Introduction to the PHAROS (FAROS) Trial and Study Design

Segment II discusses the PHAROS/FAROS trial, the foundational evidence supporting encorafenib + binimetinib in metastatic BRAF V600E NSCLC. Dr. Rotow provides an overview of the study’s structure, noting its single-arm, two-cohort design that enrolled both treatment-naïve and previously treated patients. Although the study lacks a randomized comparator arm, she explains that such designs are common and often necessary in rare molecular subsets where randomized trials are impractical.
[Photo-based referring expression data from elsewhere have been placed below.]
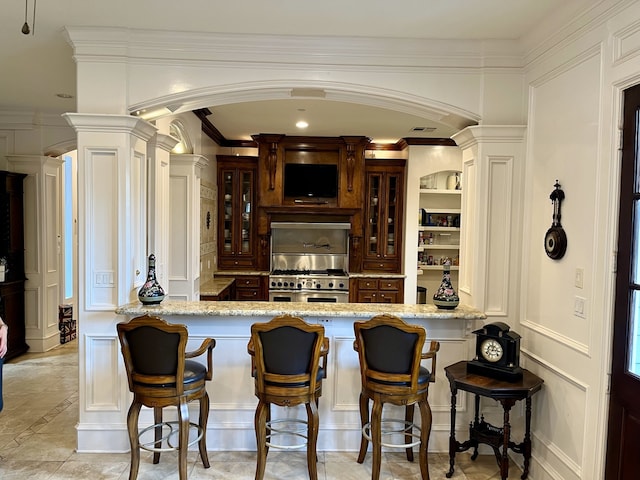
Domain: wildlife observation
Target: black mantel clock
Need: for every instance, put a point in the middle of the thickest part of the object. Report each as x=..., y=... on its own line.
x=497, y=353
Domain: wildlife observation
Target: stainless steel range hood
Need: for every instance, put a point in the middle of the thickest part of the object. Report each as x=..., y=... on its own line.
x=309, y=245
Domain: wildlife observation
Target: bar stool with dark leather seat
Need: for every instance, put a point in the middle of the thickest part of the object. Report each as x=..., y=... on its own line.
x=160, y=375
x=288, y=359
x=390, y=354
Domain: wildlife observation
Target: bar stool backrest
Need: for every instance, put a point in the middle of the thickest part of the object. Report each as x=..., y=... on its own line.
x=390, y=352
x=154, y=354
x=287, y=355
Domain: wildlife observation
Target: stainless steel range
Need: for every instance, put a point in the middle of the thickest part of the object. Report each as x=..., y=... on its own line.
x=308, y=262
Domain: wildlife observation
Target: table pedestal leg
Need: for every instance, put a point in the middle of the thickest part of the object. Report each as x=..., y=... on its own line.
x=526, y=444
x=453, y=444
x=504, y=458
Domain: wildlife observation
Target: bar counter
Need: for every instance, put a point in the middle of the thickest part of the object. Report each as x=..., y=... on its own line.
x=302, y=309
x=232, y=407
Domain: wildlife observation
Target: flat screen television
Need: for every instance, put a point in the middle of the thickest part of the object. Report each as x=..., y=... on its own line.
x=310, y=180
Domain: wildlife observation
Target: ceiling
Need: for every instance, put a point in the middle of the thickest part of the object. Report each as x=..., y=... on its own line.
x=38, y=67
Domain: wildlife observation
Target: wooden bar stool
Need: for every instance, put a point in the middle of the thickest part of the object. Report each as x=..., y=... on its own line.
x=288, y=358
x=159, y=376
x=390, y=354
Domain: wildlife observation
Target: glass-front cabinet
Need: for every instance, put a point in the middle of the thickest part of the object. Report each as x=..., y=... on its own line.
x=236, y=217
x=383, y=216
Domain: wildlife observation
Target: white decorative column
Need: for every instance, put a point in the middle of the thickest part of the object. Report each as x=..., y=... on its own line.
x=43, y=226
x=112, y=241
x=492, y=206
x=184, y=258
x=158, y=150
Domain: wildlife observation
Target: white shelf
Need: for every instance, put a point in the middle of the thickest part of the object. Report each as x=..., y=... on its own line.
x=434, y=228
x=452, y=211
x=439, y=191
x=435, y=267
x=422, y=248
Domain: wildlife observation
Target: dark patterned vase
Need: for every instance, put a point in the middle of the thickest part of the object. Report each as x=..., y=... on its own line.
x=446, y=297
x=151, y=293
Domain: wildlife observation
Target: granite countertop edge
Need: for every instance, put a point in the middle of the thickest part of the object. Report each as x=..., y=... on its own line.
x=350, y=310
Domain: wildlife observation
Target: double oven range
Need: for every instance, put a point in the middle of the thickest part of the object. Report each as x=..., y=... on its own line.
x=308, y=262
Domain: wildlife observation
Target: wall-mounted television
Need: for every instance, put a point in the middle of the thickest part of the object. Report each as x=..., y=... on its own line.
x=307, y=180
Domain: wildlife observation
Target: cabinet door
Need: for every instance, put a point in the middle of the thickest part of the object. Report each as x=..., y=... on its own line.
x=384, y=215
x=236, y=217
x=372, y=228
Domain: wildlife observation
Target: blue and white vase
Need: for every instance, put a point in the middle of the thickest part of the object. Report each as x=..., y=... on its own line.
x=151, y=293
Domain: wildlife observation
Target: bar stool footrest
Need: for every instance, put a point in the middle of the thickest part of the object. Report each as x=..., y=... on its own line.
x=172, y=432
x=392, y=426
x=290, y=430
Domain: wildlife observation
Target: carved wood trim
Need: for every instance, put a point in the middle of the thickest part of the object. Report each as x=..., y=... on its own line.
x=351, y=164
x=272, y=162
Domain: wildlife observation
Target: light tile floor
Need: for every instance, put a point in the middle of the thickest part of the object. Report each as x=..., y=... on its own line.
x=38, y=437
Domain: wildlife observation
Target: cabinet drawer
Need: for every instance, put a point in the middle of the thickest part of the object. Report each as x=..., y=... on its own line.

The hosts detail key eligibility criteria, including confirmed BRAF V600E mutation and metastatic disease. They emphasize the importance of understanding patient characteristics, noting that participants tended to be older, with typical comorbidities seen in real-world NSCLC populations. This reinforces the need to interpret efficacy and safety outcomes in a clinically meaningful context.

A central element of this segment is the discussion of encorafenib and binimetinib’s mechanism of action. Encorafenib is a potent BRAF inhibitor with favorable pharmacologic properties, and binimetinib complements it by targeting downstream MEK signaling. Together, the dual blockade is intended to enhance tumor control while reducing MAPK pathway reactivation, a common resistance mechanism.

The speakers also begin previewing the promising survival outcomes, noting the unusually long follow-up period in PHAROS, which enables meaningful assessment of progression-free and overall survival. This long-term perspective is significant, as earlier BRAF/MEK trials often had more limited follow-up and smaller patient numbers.

Finally, they acknowledge that although the trial was not randomized, it nonetheless delivers critical insights that heavily influence modern treatment decision-making. For rare oncogenic subsets like BRAF V600E, such data often become the de-facto standard for clinical practice.